Matt also provided examples of three prominent organizations employing Hadoop to bring value to their Big Data:
Orbitz: The travel website initially invested in Hadoop as a more cost-effective way to “store and process log data coming from their search files,” Matt said. Orbitz quickly recognized that the data being gathered could be deployed for further analysis. This demonstrates how it complements the existing data warehouse, not replaces it. In almost all projects that we see, it’s about complementing the existing data warehouse.”

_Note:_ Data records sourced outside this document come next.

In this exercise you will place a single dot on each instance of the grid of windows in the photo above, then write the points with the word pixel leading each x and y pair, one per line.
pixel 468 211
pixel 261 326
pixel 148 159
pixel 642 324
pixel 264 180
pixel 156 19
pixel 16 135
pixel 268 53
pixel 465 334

AOL Advertising: “They use Hadoop to do the real time data processing for targeted advertising based on clickstreams, cookie data, campaign history and other data,” says Matt. “It’s got to be relevant, and they have a 14-millisecond targeted ad response time. They use Hadoop to do number crunching and analytics to ensure they’re delivering the right ad, based on individual user.” Matt adds that AOL Advertising uses a NoSQL database to process the data. “One of the questions we often get is: ‘how does Hadoop relate to NoSQL databases?’ This is a really a good example of how they can be complementary. Hadoop is there for the number crunching; NoSQL is there for the real-time delivery of the targeted ads.”
USA Search: This organization operates the official search.us.gov site and provides hosted search for government organizations. “They really ran out of headroom in terms of headroom and scalability,” Matt says. Hadoop, with its low costs, enables the various agencies to store any and all data that is relevant. “That really opens up opportunities to new analysis capabilities and new search capabilities in the future.”
In today’s Hadoop Tuesday Webcast (November 15th), Omer Trajman of Cloudera, discussed the best practices of deploying projects in Hadoop. We also discussed how to move from architecture to implementation and we covered typical pitfalls faced when deploying Hadoop in production; architectural approaches; how to design and deploy projects. Wrapping up the series in the final two sessions will be David Linthicum of Blue Mountain Labs (November 29) and Charles Zedlewski of Cloudera and Wei Zheng of Informatica (December 13).